Это было летом 1930 года, а летом 1932 года в здании Дома союзов, где помещалась наша редакция, я столкнулся лицом к лицу с импресарио, выходившим из дверей гастрольного бюро Московской областной оперы.
Мы с минуту глядели друг другу в глаза.
— Нет, не может быть! — сказал импресарио.
Васьков
Отделы труда за те четыре месяца, что я сидел в изоляторе под следствием, реорганизовали и превратили в УРЧи — учетно-распределительные части, собиравшиеся в УРО — учетно-распределительный отдел при управлении лагеря.
Новым начальником УРО был Васьков — тот самый Васьков, именем которого названа магаданская тюрьма — «дом Васькова». В Магадане в середине 1930-х годов Васьков был первым начальником лагеря, замещал Филиппова, который болел тогда, и выстроил первую тюрьму, обессмертив свое имя. Не болей Филиппов — заместитель Берзина по лагерям, — называться бы тюрьме «дом Филиппова». Это было тем более справедливо, что Иван Гаврилович Филиппов умер там от инфаркта в одной из камер в декабре 1937 года. Но тюрьма называлась «домом Васькова».
Васьков был красный, плотный, подвижной человек, с высоким звенящим тенором — признаком великого оратора вроде Жореса или Зиновьева. Оратор был Васьков никакой. К заключенным он относился неплохо, большого начальника из себя не строил. Мучился он катаром желудка, кабинет был весь наполнен бутылками какой-то минеральной воды. Минеральная вода стояла в столе, на окнах, на полу его кабинета. Однажды во время выездной ревизии Москвы, которую проводил член коллегии ГПУ Призьба, Васьков опоздал убрать эти бутылки.
— Это ваш кабинет? — густым басом спрашивал крошечный Призьба с тремя ромбами в петлицах.
— Мой, — высоким тенором отвечал Васьков.
— Откройте стол.
Васьков открыл ящик письменного стола.
— Шкаф откройте.
Васьков открыл шкаф. Шкаф был набит пустыми бутылками.
— А это что такое?
— Минеральная, — пропел Васьков, — не водка же.
Призьба уже выходил из кабинета.
Васьков не читал ни книг, ни газет и все свои выходные дни проводил одинаково: набрав в сумку патронов oт мелкокалиберки, садился в саду около вольного клуба и стрелял в листья целый день. Семьи у него на Вишере с собой не было, а выпивка, как я догадался по обилию бутылок из-под минеральной воды, была Васькову запрещена. Раздутый живот, который Васьков с трудом затягивал поясом, прибавлял мало военного его в общем-то бравой фигуре.

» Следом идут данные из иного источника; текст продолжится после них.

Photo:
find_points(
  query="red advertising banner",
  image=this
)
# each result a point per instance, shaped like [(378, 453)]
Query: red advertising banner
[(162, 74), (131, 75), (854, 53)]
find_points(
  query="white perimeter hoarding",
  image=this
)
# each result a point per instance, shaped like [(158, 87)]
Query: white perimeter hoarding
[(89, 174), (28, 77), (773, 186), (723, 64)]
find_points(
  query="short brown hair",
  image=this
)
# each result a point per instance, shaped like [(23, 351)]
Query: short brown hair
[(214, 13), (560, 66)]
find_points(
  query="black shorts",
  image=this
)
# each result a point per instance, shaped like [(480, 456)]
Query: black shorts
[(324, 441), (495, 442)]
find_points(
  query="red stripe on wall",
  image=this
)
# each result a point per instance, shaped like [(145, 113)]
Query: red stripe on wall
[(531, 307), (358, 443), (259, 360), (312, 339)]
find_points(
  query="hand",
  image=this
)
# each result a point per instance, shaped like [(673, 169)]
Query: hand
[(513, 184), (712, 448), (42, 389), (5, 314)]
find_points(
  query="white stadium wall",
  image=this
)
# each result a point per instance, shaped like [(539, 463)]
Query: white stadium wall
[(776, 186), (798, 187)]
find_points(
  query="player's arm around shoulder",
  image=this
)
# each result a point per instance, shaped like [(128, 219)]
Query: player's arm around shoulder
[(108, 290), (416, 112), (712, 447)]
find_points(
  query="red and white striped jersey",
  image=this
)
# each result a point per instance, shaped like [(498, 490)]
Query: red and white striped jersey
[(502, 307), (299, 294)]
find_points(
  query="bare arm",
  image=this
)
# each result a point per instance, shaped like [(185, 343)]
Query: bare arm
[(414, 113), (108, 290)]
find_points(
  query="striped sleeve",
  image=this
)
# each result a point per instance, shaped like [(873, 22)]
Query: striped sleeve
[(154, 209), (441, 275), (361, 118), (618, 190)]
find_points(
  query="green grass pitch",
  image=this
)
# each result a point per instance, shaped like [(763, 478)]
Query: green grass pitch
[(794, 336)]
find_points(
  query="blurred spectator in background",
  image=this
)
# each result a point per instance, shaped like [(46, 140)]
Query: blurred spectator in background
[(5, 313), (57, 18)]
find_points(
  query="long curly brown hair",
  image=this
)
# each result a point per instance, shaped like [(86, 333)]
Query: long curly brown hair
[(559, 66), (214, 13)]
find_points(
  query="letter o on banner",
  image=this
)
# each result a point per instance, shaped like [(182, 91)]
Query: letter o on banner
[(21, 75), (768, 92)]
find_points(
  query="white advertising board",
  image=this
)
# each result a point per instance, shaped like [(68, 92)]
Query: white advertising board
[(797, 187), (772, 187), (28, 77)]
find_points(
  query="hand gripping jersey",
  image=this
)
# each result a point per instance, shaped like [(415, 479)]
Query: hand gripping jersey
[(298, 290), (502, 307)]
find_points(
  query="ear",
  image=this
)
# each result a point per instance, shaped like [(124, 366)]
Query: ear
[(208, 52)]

Человек он был суждений самостоятельных, не глядел в рот ни Берзину, ни Филиппову, вот и был назначен новым и первым начальником УРО.
— Ну что, Шаламов, что ты хочешь теперь? Где будешь работать? Я мог бы тебя отправить назад, но там ведь все уже новые.
Еще бы, четыре месяца — это четыре века. Нет, я не хотел ни к Стукову, ни к Миллеру, и в Березники не хотел.
— Устраивайся здесь, в первом отделении. Придешь — договор оформим.
— А у вас нельзя?
— Где у меня? В УРО? Ты хочешь работать у меня в УРО? Смотри, — и Васьков позвонил. — Ну, Александр Николаевич, знакомьтесь с новым нашим работником.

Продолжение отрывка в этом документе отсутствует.